A simple arancini recipe that’s perfect for when you have leftover risotto, or when you don’t.
There’s one delicious crispy morsel that is having a golden moment right now. Arancini are enjoying somewhat of a revival. When Italia Regina got in touch to send me some saffron risotto rice to see if I liked it, I couldn’t resist making this Sicilian classic for my family to test it out.
A brief Arancini recipe history lesson
Arancini means “little oranges” in Italian. They’re mostly found in southern Italy, especially Naples and Sicily. During the festival of St Lucia, you can find hundreds of street carts in Palermo selling crispy arancini, still sparkling with oil.

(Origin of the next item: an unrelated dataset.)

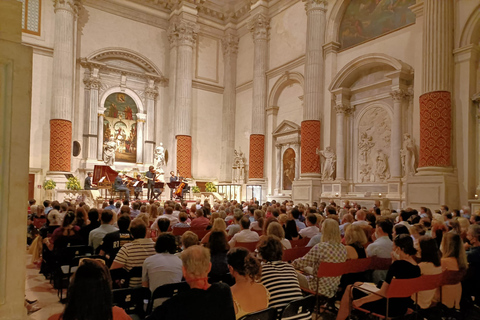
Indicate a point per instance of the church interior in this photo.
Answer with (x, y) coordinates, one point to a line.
(301, 101)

Before I continue, it’s important to make sure our Italian grammar is up to the task of following this arancini recipe: “Arancini” refers to multiple “Arancino”, which is the singular. It’s always better to have arancini than an arancino, but you can only eat one arancino at a time rather than all the arancini. Let’s move on.

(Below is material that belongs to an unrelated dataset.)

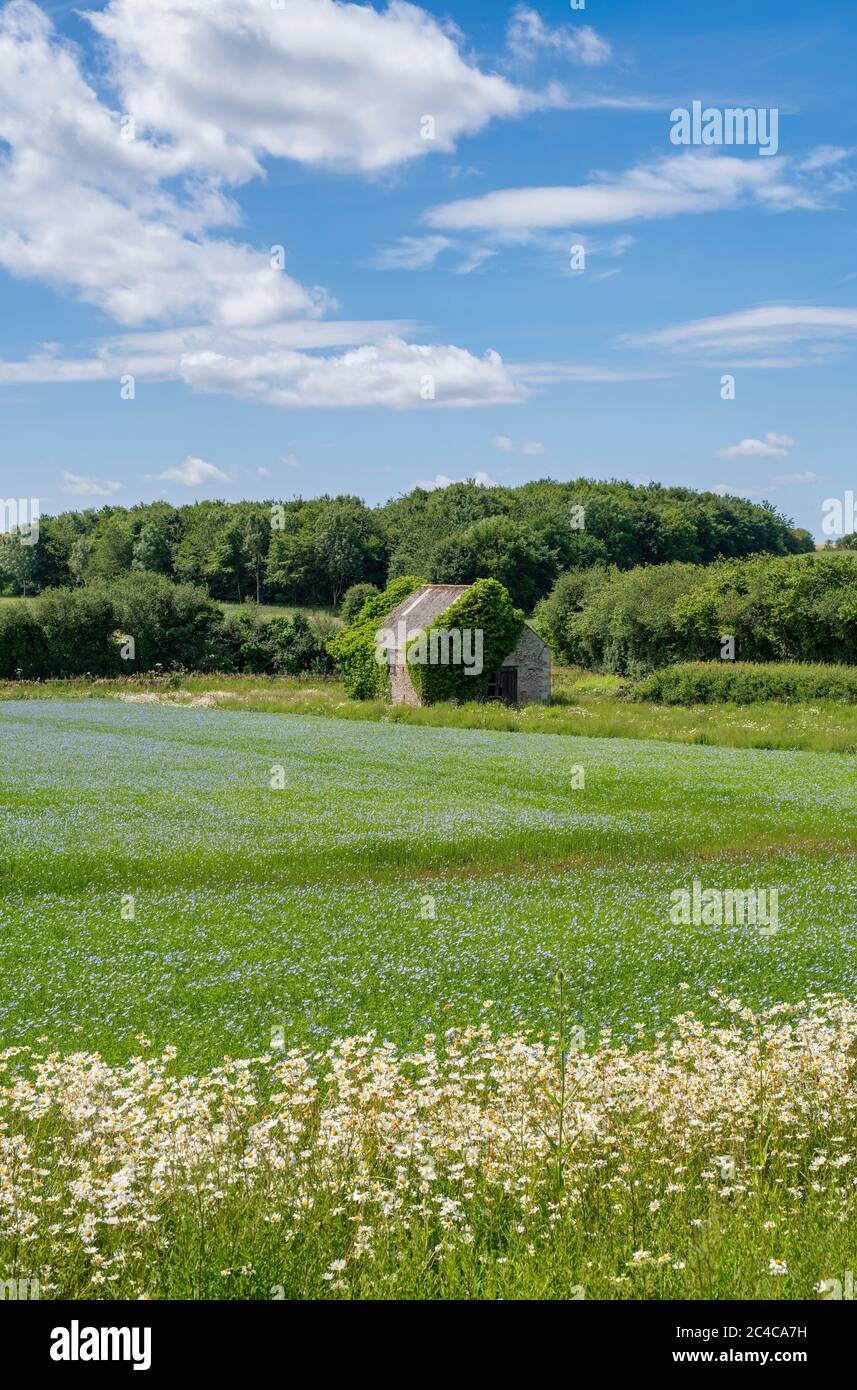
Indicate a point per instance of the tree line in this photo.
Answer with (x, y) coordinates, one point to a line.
(309, 552)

There are two main types of arancini. Pear-shaped arancini are filled with ragù and peas. The round arancini are filed with smooth cheeses like mozzarella or provolone (my favorite). There are so many ways to fill an arancino. There are even sweet ones smothered in chocolate! But the savory pear and round-shaped arancini are the most popular.
They’re made from leftover risotto that’s chilled overnight and rolled into handful-sized balls. Then poked with a pinch of mozzarella, breaded, and fried in oil until they turn a deep crunchy brown. It’s also traditionally served with a tangy arrabbiata sauce. What a way to make do with leftovers!
Arancini are most perfect served warm with the coating still crusty, and a big spoonful of tangy arrabbiata sauce. Expect generous mouthfuls of crunch followed by bright yellow saffron rice and creamy elastic mozzarella.
You can’t just have one of these little golden orange balls, which perhaps is the only negative. This is why it’s extremely important to make sure you make an awful lot. Any you don’t scoff can be eaten cold. Although there is nothing better than a warm arancino. Perhaps it’s better to just find some more friends to help you eat them.
And here’s the excellent part: they are very easy to make if you know a few secret tricks. The first secret is to keep your hands wet with water whilst encouraging the rice to form into a ball. The second is to make sure the rice has been in the fridge for an hour at the very least. The third is that if you don’t have leftover risotto, Italia Regina have the perfect solution right here. A ready-to-cook saffron rice with golden onions and full of flavour makes this recipe even easier. You simply just boil, stir and chill in the fridge until you’re ready.
Gather the following ingredients, and save this recipe for an arancini feast. This recipe serves roughly 20 arancini.
Easy Arancini recipe with Arrabiatta sauce
For the arancini
- 300 grams Dried Casa Rinaldi Saffron Risotto rice
- 2 medium balls mozzarella full-fat
- 300 grams dried breadcrumbs
- 3-4 large eggs
- 50 grams seasoned plain flour
- 500 ml vegetable or sunflower oil for frying
- 100 grams grated parmesan
For the arrabbiata sauce
- 1 onion medium diced
- 1 red pepper medium diced
- 2 anchovies
- 1 can sweet plum tomatoes
- 1 tbsp tomato puree
- 1 red chilli finely diced
- 1 handful basil chopped
- 1 tsp dried Italian herbs
- 2 tbsp balsamic vinegar
- 1 pinch salt and pepper
Make up the risotto rice as per the instructions. Or make up a white risotto with onions, garlic, vegetable stock, white wine, and thyme, adding saffron if you have it.
Put the rice into a bowl covered with cling film and place in the fridge for at least an hour.
Once the rice is chilled, mix 50 grams of the breadcrumbs and parmesan, and an egg with the rice, season, and wet your hands. Grab a large baking sheet.
With wet hands, form handful-sized balls, then squish them into a cup shape, add a pinch of mozzarella, and close them back up. Repeat until there is no rice left and you've filled a large baking sheet.
Put 3 dishes out: one of flour, one for beaten eggs, and one for the breadcrumbs.
Dunk each ball into the flour, then the egg, then the breadcrumbs mixed with the parmesan. Repeat for each. The parmesan will make the balls extra cripsy.
Get a high-sided pan on a high heat for 10 minutes until at least 220 degrees Celsius (or when you can drop a piece of rice in it and it's golden). Carefully lower each of the balls into the oil with a slotted metal spoon in batches of 3-4. Admire at how satisying it is to see the balls go golden and crunchy.
Drain off the excess oil for each on some kitchen roll and add a pinch of salt.
Serve with a bowl of arrabbiata sauce.
Arrabbiata sauce method
Fry off the onion, pepper, herbs, chili and anchovies in olive oil until the onions are translucent and the anchovies disappear.
Add the plum tomatoes, puree, balsamic vinegar and leave to reduce by half for an hour/hour and a half on a low heat.
Serve with the fresh basil stirred into a bowl with a spoon.